Las otras voces: testimonios de víctimas de accidentes de tránsito
El domingo se conmemora el Día Mundial de las Víctimas de Accidentes de Tráfico, instituida por la ONU, que sirve para recordar a los fallecidos y lesionados en siniestros viales, además de despertar conciencia sobre la importancia de asumir la seguridad vial como un problema de todos los actores del camino.
Santiago La Rotta / @troskiller
En 2016, más de 7.000 personas fallecieron en siniestros viales en Colombia y 45.000 resultaron lesionadas. En el primer semestre de este año, poco más de 3.000 colombianos murieron en las vías nacionales, mientras que cerca de 17.000 quedaron lesionados en estos hechos.
Es fácil, acaso común, reducir los siniestros viales a cifras. Y se entiende un poco, tal vez: la mirada global ayuda a planificar política pública, a establecer metas y parámetros de acción. Es la forma para mirar el tema desde arriba, con todas sus aristas, excepto por una: esos dígitos son personas. La dimensión humana de un problema que suele entenderse desde las máquinas o desde la infraestructura es quizá la parte más olvidada de un problema que pone más muertos por año de los que puso la guerra contra las guerrillas en su peor momento. El asunto es de ese tamaño.
Y, quizá, también se entiende el énfasis en las cifras con un tema que damos por sentado, por normal. Es un poco como cuando se habla de hectáreas de coca sembradas o la tasa de homicidios. Hechos, complejos todos, pero asuntos lejanos y normales, a fin de cuentas. Como con tantas otras cosas de la realidad nacional, morir en una carretera no tiene nada de normal, así lo parezca.
En el 90 % de los hechos viales en Colombia interviene la voluntad humana: alguien toma, o no, una decisión.

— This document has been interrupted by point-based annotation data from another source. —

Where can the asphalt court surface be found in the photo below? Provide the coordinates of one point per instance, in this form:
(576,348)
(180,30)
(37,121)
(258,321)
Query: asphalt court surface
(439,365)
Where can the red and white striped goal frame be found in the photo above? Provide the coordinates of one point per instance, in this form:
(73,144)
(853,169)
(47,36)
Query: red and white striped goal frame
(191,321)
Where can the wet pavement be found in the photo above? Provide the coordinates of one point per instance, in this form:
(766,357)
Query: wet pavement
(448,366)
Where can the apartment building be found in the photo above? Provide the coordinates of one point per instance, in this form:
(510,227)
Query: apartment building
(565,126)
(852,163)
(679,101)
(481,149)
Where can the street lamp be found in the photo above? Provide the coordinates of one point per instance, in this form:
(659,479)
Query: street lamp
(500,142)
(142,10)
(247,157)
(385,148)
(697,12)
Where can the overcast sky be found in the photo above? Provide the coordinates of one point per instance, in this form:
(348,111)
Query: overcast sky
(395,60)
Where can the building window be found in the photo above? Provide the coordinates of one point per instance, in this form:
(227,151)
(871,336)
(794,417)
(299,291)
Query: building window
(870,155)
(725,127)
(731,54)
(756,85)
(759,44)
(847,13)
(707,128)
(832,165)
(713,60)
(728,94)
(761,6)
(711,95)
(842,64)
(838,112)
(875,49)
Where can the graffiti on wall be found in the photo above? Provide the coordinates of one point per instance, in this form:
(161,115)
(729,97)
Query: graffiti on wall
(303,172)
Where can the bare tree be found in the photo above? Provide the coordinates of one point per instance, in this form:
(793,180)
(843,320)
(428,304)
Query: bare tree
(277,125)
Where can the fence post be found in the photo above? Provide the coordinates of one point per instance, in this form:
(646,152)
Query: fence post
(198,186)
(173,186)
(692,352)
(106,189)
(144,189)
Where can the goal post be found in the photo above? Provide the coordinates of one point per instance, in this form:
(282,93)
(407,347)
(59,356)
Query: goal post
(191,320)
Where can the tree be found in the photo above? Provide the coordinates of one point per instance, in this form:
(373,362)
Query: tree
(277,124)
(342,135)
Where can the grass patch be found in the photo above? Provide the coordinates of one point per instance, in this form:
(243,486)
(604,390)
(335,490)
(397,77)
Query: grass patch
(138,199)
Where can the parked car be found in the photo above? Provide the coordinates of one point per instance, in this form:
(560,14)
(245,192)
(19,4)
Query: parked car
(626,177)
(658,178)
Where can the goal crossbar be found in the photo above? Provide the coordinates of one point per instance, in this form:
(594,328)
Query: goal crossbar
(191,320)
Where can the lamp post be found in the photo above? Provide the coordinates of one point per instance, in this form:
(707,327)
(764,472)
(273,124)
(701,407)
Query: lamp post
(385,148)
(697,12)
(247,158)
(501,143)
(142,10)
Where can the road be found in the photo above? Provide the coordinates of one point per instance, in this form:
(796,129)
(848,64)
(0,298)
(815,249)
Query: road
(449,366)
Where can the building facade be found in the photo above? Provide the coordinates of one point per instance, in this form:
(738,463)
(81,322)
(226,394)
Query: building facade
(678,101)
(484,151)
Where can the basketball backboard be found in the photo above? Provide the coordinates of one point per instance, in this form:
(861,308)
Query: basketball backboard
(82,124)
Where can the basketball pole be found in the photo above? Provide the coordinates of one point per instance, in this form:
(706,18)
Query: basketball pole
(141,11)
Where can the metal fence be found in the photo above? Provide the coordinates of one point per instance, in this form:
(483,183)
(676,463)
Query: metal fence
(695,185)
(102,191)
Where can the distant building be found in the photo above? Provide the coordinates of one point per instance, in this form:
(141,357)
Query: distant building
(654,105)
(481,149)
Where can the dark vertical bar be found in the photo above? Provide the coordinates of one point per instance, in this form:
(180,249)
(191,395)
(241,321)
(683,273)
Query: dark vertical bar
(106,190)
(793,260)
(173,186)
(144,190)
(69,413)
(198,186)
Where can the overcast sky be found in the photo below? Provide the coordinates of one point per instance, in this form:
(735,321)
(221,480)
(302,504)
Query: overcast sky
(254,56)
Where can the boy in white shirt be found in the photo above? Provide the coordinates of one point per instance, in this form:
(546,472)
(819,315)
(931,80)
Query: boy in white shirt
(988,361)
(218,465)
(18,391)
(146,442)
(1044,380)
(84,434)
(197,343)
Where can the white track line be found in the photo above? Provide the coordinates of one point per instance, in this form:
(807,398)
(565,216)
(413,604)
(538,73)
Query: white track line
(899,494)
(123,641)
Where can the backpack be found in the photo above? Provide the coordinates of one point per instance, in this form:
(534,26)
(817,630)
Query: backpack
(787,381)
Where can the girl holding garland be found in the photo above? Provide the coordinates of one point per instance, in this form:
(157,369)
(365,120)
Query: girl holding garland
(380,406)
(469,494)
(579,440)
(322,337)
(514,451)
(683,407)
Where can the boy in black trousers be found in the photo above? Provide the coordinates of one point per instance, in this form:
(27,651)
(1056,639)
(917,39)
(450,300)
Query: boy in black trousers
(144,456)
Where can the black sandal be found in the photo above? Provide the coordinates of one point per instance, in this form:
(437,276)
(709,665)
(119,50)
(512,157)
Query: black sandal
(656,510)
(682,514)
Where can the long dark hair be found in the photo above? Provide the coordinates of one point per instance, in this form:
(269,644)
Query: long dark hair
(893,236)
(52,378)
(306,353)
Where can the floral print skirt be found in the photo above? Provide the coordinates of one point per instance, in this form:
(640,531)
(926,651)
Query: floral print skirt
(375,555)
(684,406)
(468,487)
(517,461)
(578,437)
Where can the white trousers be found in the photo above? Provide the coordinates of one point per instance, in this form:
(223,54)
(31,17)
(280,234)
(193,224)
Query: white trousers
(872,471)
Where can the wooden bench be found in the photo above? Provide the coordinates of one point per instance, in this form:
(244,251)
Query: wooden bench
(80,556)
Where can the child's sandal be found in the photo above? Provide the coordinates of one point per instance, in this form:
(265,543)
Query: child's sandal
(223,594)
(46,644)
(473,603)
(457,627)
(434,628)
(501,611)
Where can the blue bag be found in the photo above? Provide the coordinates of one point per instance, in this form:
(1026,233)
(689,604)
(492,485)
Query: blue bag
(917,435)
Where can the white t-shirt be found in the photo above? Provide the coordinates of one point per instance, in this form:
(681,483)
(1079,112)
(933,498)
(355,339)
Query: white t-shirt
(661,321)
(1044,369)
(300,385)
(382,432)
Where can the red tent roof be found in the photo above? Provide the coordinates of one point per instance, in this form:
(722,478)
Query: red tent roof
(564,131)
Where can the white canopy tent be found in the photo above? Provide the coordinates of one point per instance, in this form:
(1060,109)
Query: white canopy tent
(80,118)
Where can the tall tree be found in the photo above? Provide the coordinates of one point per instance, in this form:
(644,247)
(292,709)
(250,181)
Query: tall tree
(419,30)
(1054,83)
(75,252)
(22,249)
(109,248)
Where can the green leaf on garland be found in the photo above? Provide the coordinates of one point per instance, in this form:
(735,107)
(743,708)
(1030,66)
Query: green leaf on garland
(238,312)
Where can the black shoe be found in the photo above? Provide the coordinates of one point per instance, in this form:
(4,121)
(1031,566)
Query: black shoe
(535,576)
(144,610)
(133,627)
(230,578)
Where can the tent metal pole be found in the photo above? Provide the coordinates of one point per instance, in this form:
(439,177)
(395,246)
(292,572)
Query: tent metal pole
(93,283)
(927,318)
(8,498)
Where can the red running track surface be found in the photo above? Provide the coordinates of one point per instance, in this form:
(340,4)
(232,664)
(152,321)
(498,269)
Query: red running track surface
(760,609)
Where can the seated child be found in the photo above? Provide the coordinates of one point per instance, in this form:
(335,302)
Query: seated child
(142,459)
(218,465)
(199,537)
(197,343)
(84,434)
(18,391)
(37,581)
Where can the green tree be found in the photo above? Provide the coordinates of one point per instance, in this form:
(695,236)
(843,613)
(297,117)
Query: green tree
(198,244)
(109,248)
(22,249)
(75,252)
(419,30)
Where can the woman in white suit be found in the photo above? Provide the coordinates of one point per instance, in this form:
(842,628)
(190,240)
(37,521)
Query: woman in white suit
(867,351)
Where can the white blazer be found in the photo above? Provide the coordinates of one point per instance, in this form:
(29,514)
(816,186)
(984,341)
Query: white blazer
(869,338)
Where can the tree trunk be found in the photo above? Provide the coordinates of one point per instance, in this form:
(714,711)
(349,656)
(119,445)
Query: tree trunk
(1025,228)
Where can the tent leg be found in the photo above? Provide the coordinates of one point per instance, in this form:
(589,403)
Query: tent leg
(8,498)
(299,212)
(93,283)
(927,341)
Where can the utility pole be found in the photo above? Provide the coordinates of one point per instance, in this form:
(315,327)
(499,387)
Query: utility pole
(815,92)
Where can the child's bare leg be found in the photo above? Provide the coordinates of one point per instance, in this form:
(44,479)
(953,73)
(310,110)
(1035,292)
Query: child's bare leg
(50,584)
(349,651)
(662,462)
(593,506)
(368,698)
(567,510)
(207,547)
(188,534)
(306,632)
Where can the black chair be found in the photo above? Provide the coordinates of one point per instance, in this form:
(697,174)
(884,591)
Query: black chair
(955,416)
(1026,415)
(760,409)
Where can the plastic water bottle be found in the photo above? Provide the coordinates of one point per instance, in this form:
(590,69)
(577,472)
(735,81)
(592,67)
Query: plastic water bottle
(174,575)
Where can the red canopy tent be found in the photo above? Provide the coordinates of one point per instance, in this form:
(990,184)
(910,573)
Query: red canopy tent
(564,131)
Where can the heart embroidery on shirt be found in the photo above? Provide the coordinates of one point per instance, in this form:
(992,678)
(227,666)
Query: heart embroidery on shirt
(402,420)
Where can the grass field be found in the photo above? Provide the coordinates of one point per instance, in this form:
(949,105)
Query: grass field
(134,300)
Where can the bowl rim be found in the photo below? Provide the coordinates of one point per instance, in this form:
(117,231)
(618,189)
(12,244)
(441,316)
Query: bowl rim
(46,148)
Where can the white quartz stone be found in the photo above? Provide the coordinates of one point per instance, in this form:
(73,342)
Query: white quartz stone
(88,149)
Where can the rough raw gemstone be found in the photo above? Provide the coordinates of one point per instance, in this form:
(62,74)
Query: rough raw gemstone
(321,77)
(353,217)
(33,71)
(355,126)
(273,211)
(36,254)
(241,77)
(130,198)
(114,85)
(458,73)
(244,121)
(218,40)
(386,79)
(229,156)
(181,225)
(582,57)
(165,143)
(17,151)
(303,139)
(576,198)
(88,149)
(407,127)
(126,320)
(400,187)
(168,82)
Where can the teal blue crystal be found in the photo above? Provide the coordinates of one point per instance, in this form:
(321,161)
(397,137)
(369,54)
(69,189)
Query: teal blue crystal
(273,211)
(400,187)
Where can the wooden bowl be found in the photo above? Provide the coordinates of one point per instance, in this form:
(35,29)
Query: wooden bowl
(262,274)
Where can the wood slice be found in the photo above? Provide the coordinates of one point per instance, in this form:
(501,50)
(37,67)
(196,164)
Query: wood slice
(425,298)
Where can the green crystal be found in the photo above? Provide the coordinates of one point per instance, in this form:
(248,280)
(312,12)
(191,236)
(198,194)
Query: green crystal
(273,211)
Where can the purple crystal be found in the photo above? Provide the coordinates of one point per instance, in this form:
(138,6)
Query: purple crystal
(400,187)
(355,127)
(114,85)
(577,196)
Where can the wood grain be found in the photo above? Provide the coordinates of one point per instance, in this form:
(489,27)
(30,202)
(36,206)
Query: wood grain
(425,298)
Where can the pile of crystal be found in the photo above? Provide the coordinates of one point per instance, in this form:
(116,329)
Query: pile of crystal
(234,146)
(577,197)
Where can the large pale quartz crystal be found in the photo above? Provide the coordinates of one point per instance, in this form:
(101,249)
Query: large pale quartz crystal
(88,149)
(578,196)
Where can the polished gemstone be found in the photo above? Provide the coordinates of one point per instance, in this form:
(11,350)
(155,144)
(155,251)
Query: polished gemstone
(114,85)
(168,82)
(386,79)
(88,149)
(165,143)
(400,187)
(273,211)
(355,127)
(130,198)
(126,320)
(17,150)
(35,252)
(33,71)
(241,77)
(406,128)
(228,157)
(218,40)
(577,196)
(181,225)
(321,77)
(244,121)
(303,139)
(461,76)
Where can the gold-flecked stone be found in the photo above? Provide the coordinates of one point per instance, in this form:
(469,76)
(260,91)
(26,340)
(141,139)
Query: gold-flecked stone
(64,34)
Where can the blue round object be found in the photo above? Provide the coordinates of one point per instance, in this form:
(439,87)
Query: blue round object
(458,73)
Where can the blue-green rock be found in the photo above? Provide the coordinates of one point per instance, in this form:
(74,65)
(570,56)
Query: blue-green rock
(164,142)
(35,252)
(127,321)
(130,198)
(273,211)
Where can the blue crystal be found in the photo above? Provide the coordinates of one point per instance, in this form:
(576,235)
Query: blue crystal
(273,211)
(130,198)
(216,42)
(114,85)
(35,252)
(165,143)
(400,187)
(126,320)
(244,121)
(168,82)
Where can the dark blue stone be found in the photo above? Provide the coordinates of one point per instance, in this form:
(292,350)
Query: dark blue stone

Es normal también que hablemos de accidentes. La cosa es que, por definición, un accidente lleva un componente fuerte de azar y no hay nada de azaroso ni de fortuito en sobrepasar el límite de velocidad, en tomar una carretera con un carro o un bus que va fallando y seguir adelante para ganar algo de tiempo. No son accidentes, son siniestros o hechos viales, cuando mucho. Pero no es la fortuna la que decide ese tiro de dados, son las personas.
Y en esas trampas del lenguaje, que son mucho más que sólo formas de nombrar, el problema de la seguridad vial queda reducido a estadísticas y a riesgos que terminan por ser percibidos como cotidianos, como el precio que hay que pagar por movilizarse. Visto desde una óptica que normaliza estos hechos, las víctimas y sus familiares parecieran daños colaterales, la nota al pie de página en los informes y compendios estadísticos. La cosa, claramente, no es así.
Desde 2005, Naciones Unidas declaró el tercer domingo de noviembre como el Día Mundial en Recuerdo de las Víctimas de Accidentes de Tráfico, como una forma de crear conciencia y educar alrededor de un problema con implicaciones mundiales, pero que también necesita un abordaje desde una perspectiva humana.
El tipo de perspectiva que, tristemente, aportan las historias de cinco alumnos y un profesor del Politécnico Internacional que murieron cuando volvían de una salida de campo universitaria en la vía que va de Ubaté a Zipaquirá, además de los más de 14 lesionados que dejó el hecho.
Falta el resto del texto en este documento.